Читать «Суицидология: Прошлое и настоящее: Проблема самоубийства в трудах философов, социологов, психотерапевтов и в художественных текстах» онлайн - страница 11

Александр Николаевич Моховиков

Иначе рассуждал Артур Шопенгауэр (1788-1860) (ему принадлежит фраза: «Великие истины рождаются в сердце»), кого по степени личного отношения к проблеме вполне можно было бы отнести к «оставшимся в живых». Есть все основания предполагать, что тяжелая инвалидность отца, в конце концов приведшая его к смерти, была следствием его попытки добровольного ухода из жизни и, разумеется, семейным «скелетом в шкафу». А драматические перипетии собственной личной истории сделали одиночество для философа естественным состоянием и породили отношение к жизни, в которой невозможно счастье и торжествует зло и бессмыслица («...история каждой жизни — это история страданий, ибо жизненный путь каждого обыкновенно представляет собой сплошной ряд крупных и мелких невзгод»). Если отрицается «воля к жизни», то возникает экзистенциальная вина, которая, усугубляясь, ведет к различным степеням самоотрицания человеческой самости вплоть до самой кардинальной. Последняя иллюстрируется примером гетевской Гретхен. Но в то же время только в самом человеке, в бездне его жизненного неблагополучия и неизбывных страданий берут начало надежда и сочувствие. Феноменологическая отзывчивость Шопенгауэра способствовала тому, что лучшие страницы «Мира как воли и представления» посвящены его мыслям о природе самоубийства. В данную книгу включены отрывки из менее известного сочинения философа — «Новые паралипомены».

Поводом для размышлений Ф. М. Достоевского над проблемой самоубийства в «Дневнике писателя» за 1876 год послужило самоубийство в декабре 1875 года во Флоренции 17-летней Елизаветы Герцен, дочери А. И. Герцена и Н. А. Тучковой-Огаревой, покончившей с собой из-за неразделенной любви к 44-летнему французскому этнографу-социологу Шарлю Летурно. Это чувство резко обострило и без того напряженные внутрисемейные отношения и породило гиперболизированно трагическое восприятие у нервной и впечатлительной девушки. Ее «аристократически-развратному» уходу из жизни, который возмутил писателя, он противопоставляет «нравственно-простонародное» — кроткое, смиренное самоубийство швеи, выбросившейся из окна с иконой (позже она послужила писателю прототипом главной героини повести «Кроткая»). Кроме того, он моделирует внутренний монолог «самоубийцы от скуки», «идейного самоубийцы», разочаровавшегося в мироздании, который вполне мог бы принадлежать его современнику — Филиппу Майнлендеру (1841-1876). Этот немецкий философ создал теорию, трактующую историю вселенной как агонию разлагающихся частиц умершего Бога, и обосновал необходимость собственного добровольного ухода из жизни, реализовав его на следующий день после выхода его главного труда.
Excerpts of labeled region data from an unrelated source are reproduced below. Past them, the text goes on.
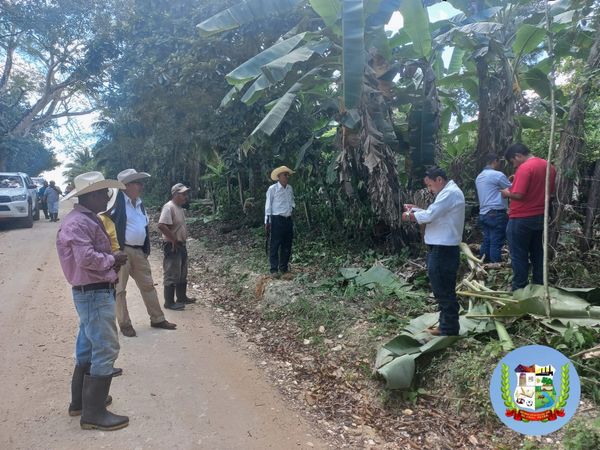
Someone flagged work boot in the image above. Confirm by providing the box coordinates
[79,374,129,431]
[164,285,185,311]
[69,364,113,416]
[175,283,196,304]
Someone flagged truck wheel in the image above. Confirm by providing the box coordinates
[21,206,33,228]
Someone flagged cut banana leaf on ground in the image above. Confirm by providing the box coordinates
[492,285,600,327]
[375,305,494,389]
[340,264,419,297]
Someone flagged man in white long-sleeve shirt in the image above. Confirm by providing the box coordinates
[265,166,296,274]
[402,167,465,336]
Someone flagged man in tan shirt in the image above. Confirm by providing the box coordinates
[158,183,196,309]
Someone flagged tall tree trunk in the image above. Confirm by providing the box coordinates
[580,160,600,251]
[476,53,516,169]
[551,30,600,247]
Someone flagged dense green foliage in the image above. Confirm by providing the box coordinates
[0,0,600,248]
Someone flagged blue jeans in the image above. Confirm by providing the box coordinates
[427,245,460,336]
[506,216,544,291]
[479,209,508,262]
[73,289,119,376]
[269,216,294,273]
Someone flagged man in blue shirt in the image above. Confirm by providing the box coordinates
[475,154,511,263]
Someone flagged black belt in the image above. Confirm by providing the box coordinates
[73,282,115,292]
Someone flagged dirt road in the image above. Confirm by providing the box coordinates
[0,204,326,450]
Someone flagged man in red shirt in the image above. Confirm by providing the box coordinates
[500,144,556,291]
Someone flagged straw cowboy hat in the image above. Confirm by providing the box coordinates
[103,188,119,212]
[63,172,125,200]
[171,183,190,195]
[271,166,296,181]
[117,169,150,184]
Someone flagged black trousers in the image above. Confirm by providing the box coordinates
[269,216,294,273]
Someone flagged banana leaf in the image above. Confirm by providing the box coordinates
[512,24,546,59]
[225,33,306,90]
[196,0,301,37]
[310,0,342,27]
[375,305,494,389]
[342,0,365,109]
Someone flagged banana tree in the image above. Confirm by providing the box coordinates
[198,0,431,230]
[435,0,574,167]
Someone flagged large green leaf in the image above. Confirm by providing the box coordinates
[239,73,271,105]
[516,116,548,130]
[225,33,306,90]
[435,22,503,45]
[310,0,342,27]
[512,24,546,59]
[377,355,416,389]
[196,0,302,37]
[262,39,331,84]
[244,67,321,139]
[448,47,465,74]
[251,89,298,136]
[520,67,550,98]
[400,1,431,58]
[342,0,365,109]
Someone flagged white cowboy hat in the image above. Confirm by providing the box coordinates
[171,183,190,195]
[117,169,150,184]
[63,172,125,200]
[271,166,296,181]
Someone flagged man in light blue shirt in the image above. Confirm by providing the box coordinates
[265,166,296,275]
[402,167,465,336]
[475,154,511,263]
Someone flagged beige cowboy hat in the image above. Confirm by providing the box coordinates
[117,169,150,184]
[103,188,119,212]
[63,172,125,200]
[271,166,296,181]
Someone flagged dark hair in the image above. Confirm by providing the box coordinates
[484,153,500,164]
[425,166,448,181]
[504,144,529,161]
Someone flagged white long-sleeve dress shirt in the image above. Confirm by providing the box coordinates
[265,181,296,223]
[413,180,465,245]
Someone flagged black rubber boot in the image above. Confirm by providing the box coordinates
[175,283,196,305]
[79,374,129,431]
[164,285,185,311]
[69,364,113,416]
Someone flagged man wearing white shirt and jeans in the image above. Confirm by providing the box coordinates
[265,166,296,274]
[402,167,465,336]
[109,169,177,337]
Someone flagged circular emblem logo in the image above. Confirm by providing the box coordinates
[490,345,581,436]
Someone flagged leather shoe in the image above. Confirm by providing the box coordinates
[427,327,458,336]
[150,320,177,330]
[121,325,137,337]
[427,327,442,336]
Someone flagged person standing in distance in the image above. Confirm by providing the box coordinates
[475,154,512,263]
[158,183,196,310]
[56,172,129,431]
[265,166,296,275]
[109,169,177,337]
[501,144,556,291]
[402,167,465,336]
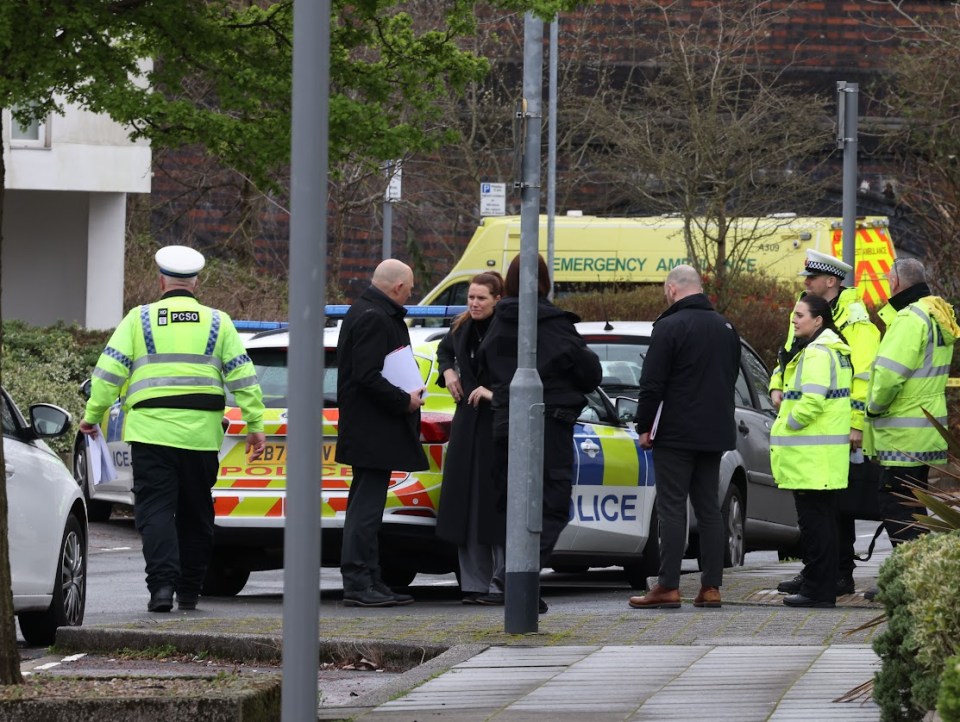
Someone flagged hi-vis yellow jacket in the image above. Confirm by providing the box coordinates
[84,291,263,451]
[863,296,960,466]
[769,288,880,431]
[770,329,853,490]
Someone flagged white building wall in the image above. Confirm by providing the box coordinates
[0,190,89,326]
[0,93,152,329]
[83,193,127,329]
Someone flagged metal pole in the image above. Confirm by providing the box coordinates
[837,80,860,286]
[547,15,559,299]
[383,201,393,260]
[383,160,393,261]
[281,0,330,722]
[504,12,543,634]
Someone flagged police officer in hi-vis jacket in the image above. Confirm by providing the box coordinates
[80,246,265,612]
[770,250,880,595]
[864,258,960,545]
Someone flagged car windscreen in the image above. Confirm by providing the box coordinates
[587,338,650,389]
[227,348,337,408]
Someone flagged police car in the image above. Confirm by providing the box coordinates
[74,314,659,596]
[577,321,800,567]
[206,329,659,594]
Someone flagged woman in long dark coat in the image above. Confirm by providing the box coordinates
[436,272,506,604]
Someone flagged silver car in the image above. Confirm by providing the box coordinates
[577,321,800,567]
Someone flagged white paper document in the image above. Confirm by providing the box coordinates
[380,346,426,395]
[650,401,663,441]
[87,429,117,485]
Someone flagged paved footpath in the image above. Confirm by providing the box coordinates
[358,645,880,722]
[320,554,886,722]
[48,552,889,722]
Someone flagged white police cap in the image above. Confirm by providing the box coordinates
[154,246,206,278]
[800,248,853,280]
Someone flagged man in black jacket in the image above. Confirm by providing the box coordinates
[336,258,427,607]
[630,265,740,609]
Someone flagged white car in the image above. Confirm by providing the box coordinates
[0,390,88,646]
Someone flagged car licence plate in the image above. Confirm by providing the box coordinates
[257,442,287,464]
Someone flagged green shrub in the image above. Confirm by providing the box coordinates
[2,321,109,452]
[873,532,960,722]
[937,655,960,722]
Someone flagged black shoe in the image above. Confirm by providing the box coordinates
[777,574,803,594]
[343,587,397,607]
[177,592,200,611]
[147,584,173,612]
[783,594,837,609]
[373,582,413,607]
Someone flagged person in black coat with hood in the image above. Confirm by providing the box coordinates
[478,256,603,614]
[436,271,506,604]
[630,265,740,609]
[336,258,428,607]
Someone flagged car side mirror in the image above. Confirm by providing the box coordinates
[616,396,637,424]
[30,404,70,437]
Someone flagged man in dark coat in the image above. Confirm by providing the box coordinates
[478,256,603,614]
[630,265,740,609]
[336,259,428,607]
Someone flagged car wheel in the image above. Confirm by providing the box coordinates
[623,509,660,589]
[73,434,113,521]
[380,565,417,588]
[722,484,746,567]
[19,514,87,646]
[202,554,250,597]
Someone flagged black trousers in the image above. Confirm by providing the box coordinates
[880,466,930,546]
[340,466,390,592]
[793,489,837,602]
[653,446,726,589]
[130,441,219,596]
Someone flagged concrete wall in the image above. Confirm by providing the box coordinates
[0,190,89,325]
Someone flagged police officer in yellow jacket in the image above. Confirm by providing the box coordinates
[770,249,880,594]
[864,258,960,545]
[80,246,265,612]
[770,295,853,607]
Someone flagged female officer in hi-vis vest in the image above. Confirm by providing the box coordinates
[80,246,265,612]
[770,295,853,607]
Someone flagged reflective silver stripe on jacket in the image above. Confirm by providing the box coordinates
[93,368,127,386]
[227,374,259,391]
[127,376,223,396]
[133,353,223,371]
[770,434,850,446]
[870,416,947,429]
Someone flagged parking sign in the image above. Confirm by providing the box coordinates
[480,183,507,216]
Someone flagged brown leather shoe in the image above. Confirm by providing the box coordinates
[693,587,721,608]
[629,584,680,609]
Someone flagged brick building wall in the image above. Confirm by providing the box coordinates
[150,0,951,300]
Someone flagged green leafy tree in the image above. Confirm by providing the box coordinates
[576,0,833,307]
[0,0,584,684]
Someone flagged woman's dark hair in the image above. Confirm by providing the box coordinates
[450,271,503,331]
[800,293,847,343]
[503,254,550,298]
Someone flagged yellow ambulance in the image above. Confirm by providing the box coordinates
[420,212,896,306]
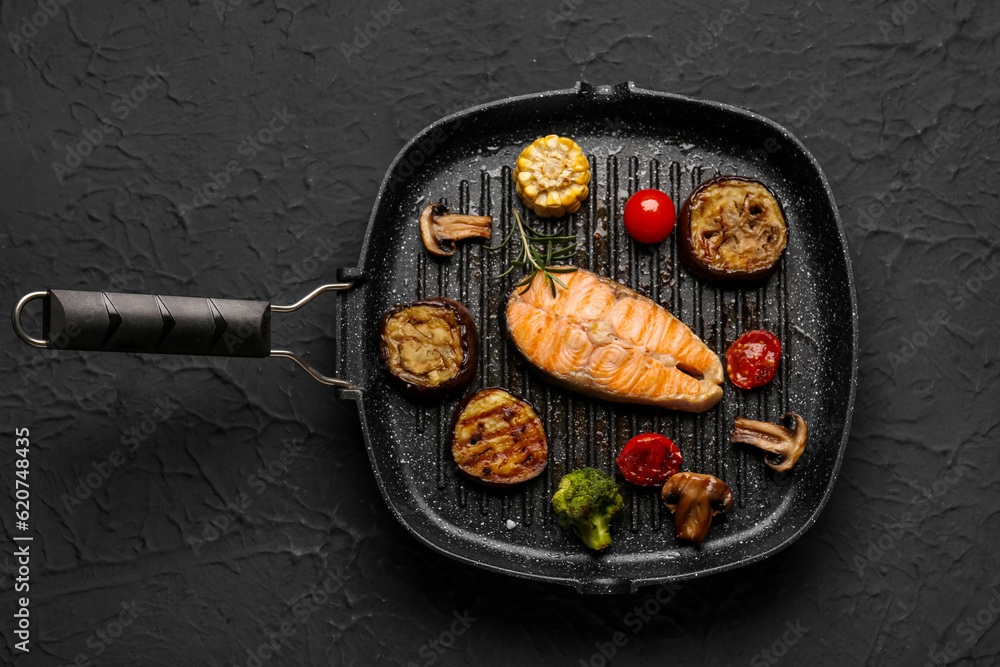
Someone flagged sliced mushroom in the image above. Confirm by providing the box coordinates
[732,412,807,472]
[420,203,493,257]
[660,472,733,546]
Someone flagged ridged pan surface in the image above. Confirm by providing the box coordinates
[338,84,857,592]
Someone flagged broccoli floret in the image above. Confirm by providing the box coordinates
[552,468,625,550]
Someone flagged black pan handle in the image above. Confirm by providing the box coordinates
[42,290,271,357]
[11,282,354,389]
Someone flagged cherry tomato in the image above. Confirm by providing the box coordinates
[617,433,682,486]
[625,190,677,243]
[726,329,781,389]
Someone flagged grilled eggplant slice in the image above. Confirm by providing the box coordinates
[680,176,788,286]
[451,387,549,486]
[379,296,479,398]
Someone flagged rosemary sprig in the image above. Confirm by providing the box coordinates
[487,211,576,297]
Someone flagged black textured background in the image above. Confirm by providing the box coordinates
[0,0,1000,666]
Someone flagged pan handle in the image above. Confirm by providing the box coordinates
[11,282,354,389]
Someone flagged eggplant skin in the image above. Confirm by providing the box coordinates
[678,176,787,287]
[451,387,549,488]
[379,296,479,399]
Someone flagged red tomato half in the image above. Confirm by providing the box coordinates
[625,190,677,243]
[617,433,682,486]
[726,329,781,389]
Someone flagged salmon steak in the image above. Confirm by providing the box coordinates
[507,267,724,412]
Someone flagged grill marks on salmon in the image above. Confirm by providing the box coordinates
[507,269,724,412]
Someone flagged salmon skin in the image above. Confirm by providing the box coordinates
[507,269,723,412]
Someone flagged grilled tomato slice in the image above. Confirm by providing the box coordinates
[380,296,479,397]
[451,387,549,486]
[726,329,781,389]
[616,433,683,486]
[679,176,788,285]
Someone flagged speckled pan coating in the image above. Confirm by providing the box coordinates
[330,84,858,593]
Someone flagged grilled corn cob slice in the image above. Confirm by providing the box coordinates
[514,134,590,218]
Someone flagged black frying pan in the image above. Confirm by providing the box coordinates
[13,83,858,593]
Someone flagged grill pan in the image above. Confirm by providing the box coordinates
[12,83,858,593]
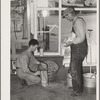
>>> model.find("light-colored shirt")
[16,50,39,73]
[73,18,86,44]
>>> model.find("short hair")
[63,7,76,17]
[29,39,39,46]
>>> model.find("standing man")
[63,7,88,96]
[16,39,48,86]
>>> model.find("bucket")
[67,74,72,87]
[83,73,96,88]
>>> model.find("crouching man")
[16,39,48,86]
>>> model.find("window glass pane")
[62,0,84,7]
[37,10,59,52]
[15,42,28,54]
[48,0,59,7]
[37,0,59,8]
[61,11,72,57]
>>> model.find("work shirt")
[72,17,86,44]
[16,50,39,74]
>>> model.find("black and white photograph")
[1,0,99,100]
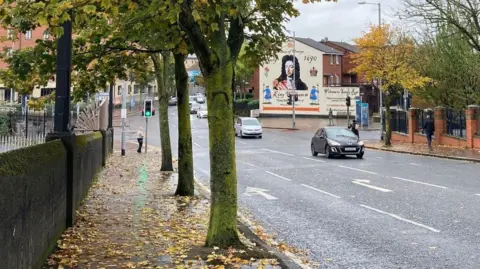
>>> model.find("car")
[168,96,177,106]
[310,127,365,159]
[197,106,208,119]
[235,117,263,138]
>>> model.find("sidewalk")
[365,142,480,162]
[43,141,298,268]
[258,117,380,131]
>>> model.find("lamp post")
[358,1,383,136]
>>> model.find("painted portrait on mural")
[273,55,307,91]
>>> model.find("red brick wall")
[323,54,342,86]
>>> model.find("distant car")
[310,127,365,159]
[235,117,263,138]
[168,96,177,106]
[197,106,208,119]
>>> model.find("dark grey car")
[310,127,365,159]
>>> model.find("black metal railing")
[446,108,467,138]
[415,110,435,133]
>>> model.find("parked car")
[168,96,177,106]
[310,127,365,159]
[235,117,263,138]
[197,106,208,119]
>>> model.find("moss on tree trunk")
[151,52,173,171]
[174,54,195,196]
[205,58,240,247]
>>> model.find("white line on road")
[193,142,202,148]
[302,157,325,163]
[338,165,377,175]
[237,161,258,167]
[302,184,341,199]
[352,179,392,192]
[393,177,448,189]
[265,171,292,181]
[360,205,440,233]
[264,148,295,156]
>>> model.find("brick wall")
[392,106,480,149]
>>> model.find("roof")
[295,37,343,55]
[328,41,360,53]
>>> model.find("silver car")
[235,117,263,138]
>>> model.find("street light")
[358,1,383,140]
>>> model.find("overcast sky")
[287,0,402,44]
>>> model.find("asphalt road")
[116,107,480,269]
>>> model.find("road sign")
[246,187,278,200]
[352,179,392,192]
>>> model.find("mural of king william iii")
[273,55,308,105]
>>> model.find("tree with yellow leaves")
[353,25,429,146]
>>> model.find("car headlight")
[328,139,340,146]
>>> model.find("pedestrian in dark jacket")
[423,115,435,150]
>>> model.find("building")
[255,38,360,116]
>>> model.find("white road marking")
[301,184,341,199]
[265,171,292,181]
[246,187,278,200]
[237,161,258,167]
[352,179,392,192]
[393,177,448,189]
[338,165,377,175]
[360,205,440,233]
[264,148,295,156]
[302,157,325,163]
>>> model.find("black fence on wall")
[445,108,467,138]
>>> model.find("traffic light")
[144,100,152,118]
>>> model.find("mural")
[260,40,360,116]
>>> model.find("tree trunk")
[205,57,241,248]
[384,100,392,146]
[174,54,195,196]
[151,52,173,171]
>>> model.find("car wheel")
[310,144,318,156]
[325,145,333,159]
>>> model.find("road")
[116,107,480,269]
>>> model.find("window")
[7,29,13,39]
[43,30,50,40]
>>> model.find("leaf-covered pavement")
[44,149,280,268]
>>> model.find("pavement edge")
[365,145,480,163]
[195,179,310,269]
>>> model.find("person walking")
[423,115,435,151]
[137,127,144,153]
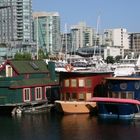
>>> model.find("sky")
[32,0,140,32]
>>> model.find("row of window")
[61,92,92,101]
[108,91,134,99]
[23,87,50,102]
[64,79,92,87]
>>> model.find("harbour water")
[0,113,140,140]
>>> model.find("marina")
[0,113,140,140]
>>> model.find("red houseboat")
[55,71,112,114]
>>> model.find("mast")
[36,16,39,60]
[65,24,68,61]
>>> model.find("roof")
[10,78,58,88]
[89,97,140,105]
[105,76,140,81]
[7,60,49,74]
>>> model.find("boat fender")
[65,64,73,72]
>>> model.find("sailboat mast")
[65,24,68,61]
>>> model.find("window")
[79,93,84,101]
[6,65,13,77]
[112,92,119,98]
[86,93,92,100]
[23,88,31,102]
[71,93,77,101]
[127,92,134,99]
[121,92,126,98]
[85,79,92,87]
[35,87,42,100]
[79,79,85,87]
[71,79,77,87]
[65,80,70,87]
[66,93,71,100]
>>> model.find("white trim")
[23,88,31,102]
[35,87,42,100]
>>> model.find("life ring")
[65,64,73,72]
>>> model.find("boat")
[114,56,140,77]
[90,75,140,119]
[0,60,59,115]
[55,71,112,114]
[91,97,140,120]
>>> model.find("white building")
[103,28,129,55]
[71,22,94,51]
[104,47,120,59]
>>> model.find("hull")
[97,102,138,119]
[90,97,140,119]
[55,101,96,114]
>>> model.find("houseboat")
[0,60,59,114]
[55,71,112,114]
[90,76,140,119]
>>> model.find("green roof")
[8,60,49,74]
[10,78,59,88]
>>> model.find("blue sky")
[32,0,140,32]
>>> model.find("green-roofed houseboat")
[0,60,59,114]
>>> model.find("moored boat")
[90,75,140,119]
[55,71,112,114]
[91,97,140,119]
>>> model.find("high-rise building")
[71,22,94,51]
[0,0,33,47]
[104,28,129,49]
[103,28,129,56]
[33,12,61,54]
[129,33,140,52]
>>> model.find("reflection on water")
[0,113,140,140]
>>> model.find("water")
[0,113,140,140]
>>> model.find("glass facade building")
[33,12,61,54]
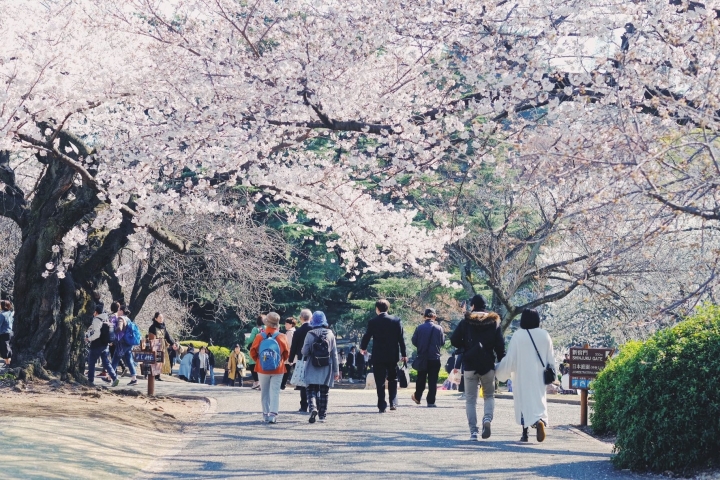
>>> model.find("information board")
[569,347,615,389]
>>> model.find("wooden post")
[580,343,590,427]
[148,372,155,396]
[580,388,587,427]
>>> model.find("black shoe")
[533,420,545,442]
[482,420,490,438]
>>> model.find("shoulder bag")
[412,325,435,372]
[526,330,557,385]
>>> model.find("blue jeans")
[112,348,136,377]
[88,345,117,383]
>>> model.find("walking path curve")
[136,382,650,480]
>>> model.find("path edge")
[133,395,217,480]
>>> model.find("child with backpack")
[250,312,290,423]
[112,305,142,386]
[301,311,340,423]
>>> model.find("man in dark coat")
[360,299,407,413]
[288,308,312,413]
[450,295,505,440]
[410,308,445,407]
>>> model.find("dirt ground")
[0,381,208,433]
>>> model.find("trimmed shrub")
[591,305,720,472]
[408,367,447,383]
[208,346,230,368]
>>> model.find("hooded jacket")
[450,312,505,375]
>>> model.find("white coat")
[495,328,555,427]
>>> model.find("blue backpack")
[258,332,282,371]
[123,318,142,347]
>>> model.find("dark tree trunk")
[5,133,133,379]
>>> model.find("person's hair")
[300,308,312,323]
[470,294,487,312]
[520,308,540,330]
[375,298,390,313]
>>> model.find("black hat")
[520,308,540,330]
[470,294,487,312]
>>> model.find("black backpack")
[310,331,330,367]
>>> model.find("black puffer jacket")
[450,312,505,375]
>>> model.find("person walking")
[345,345,357,383]
[148,312,175,380]
[250,312,290,423]
[360,299,407,413]
[111,305,137,386]
[85,302,120,387]
[0,300,15,365]
[302,310,340,423]
[280,317,295,390]
[193,346,210,383]
[289,308,312,413]
[497,309,555,442]
[245,315,265,390]
[410,308,445,407]
[226,343,247,387]
[450,295,505,440]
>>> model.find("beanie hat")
[310,310,328,327]
[470,294,487,312]
[520,308,540,330]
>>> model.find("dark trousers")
[280,365,290,390]
[88,347,117,383]
[307,384,330,418]
[415,360,440,405]
[373,362,397,410]
[298,387,308,412]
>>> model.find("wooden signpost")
[569,344,615,426]
[133,340,165,395]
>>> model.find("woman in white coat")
[495,309,555,442]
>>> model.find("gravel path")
[135,383,649,480]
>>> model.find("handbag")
[290,359,307,387]
[525,330,557,385]
[397,362,410,388]
[414,327,435,374]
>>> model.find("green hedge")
[408,368,447,383]
[591,305,720,472]
[180,340,230,368]
[208,346,230,368]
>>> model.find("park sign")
[570,347,615,389]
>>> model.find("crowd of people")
[5,288,565,442]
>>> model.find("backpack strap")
[525,330,545,368]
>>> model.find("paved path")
[136,383,648,480]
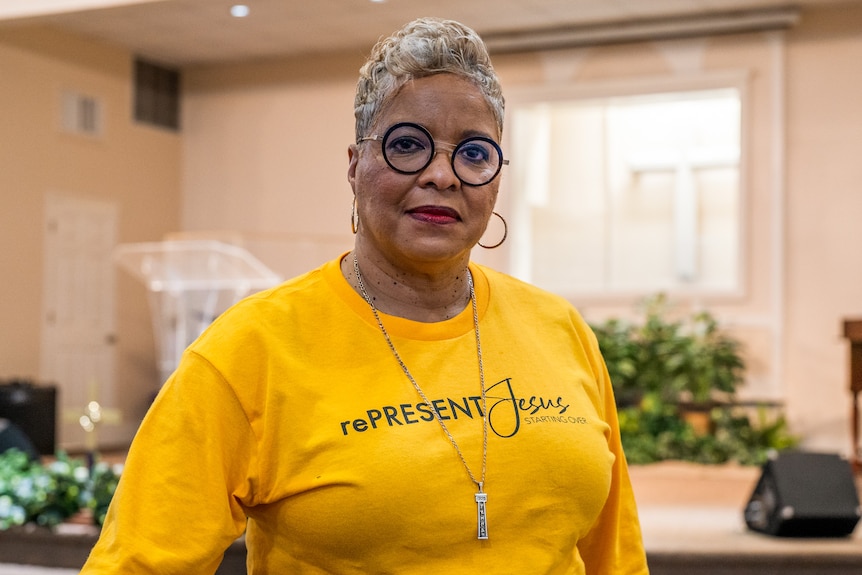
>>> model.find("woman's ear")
[347,144,359,194]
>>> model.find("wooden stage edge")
[0,462,862,575]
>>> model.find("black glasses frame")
[359,122,509,187]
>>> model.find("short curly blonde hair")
[353,18,505,142]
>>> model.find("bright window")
[509,88,741,302]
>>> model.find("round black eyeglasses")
[359,122,509,186]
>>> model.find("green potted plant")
[592,294,797,463]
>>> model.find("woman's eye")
[458,142,491,164]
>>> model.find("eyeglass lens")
[383,123,502,186]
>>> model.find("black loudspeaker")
[745,452,862,537]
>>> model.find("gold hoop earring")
[350,197,359,235]
[476,212,509,250]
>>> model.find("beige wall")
[0,3,862,452]
[0,29,182,448]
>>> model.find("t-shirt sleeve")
[578,326,649,575]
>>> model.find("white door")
[41,194,117,449]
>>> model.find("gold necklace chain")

С шопенгауэровской традицией, влиянием Серена Кьеркегора (1813-1855) (у него есть парадоксальное суждение: «Да, я не господин своей судьбы, а лишь нить, вплетенная в общую ткань жизни! Но если я не могу ткать сам, то могу обрезать нить») и Ф. М. Достоевского связана и поглощенность экзистенциализма добровольным уходом из жизни. Основным предметом философской рефлексии становится абсурд существования — «состояние души, когда пустота становится красноречивой, когда рвется цепь каждодневных действий, и сердце впустую ищет утерянное звено», а единственной понастоящему достойной внимания философской проблемой — проблема самоубийства.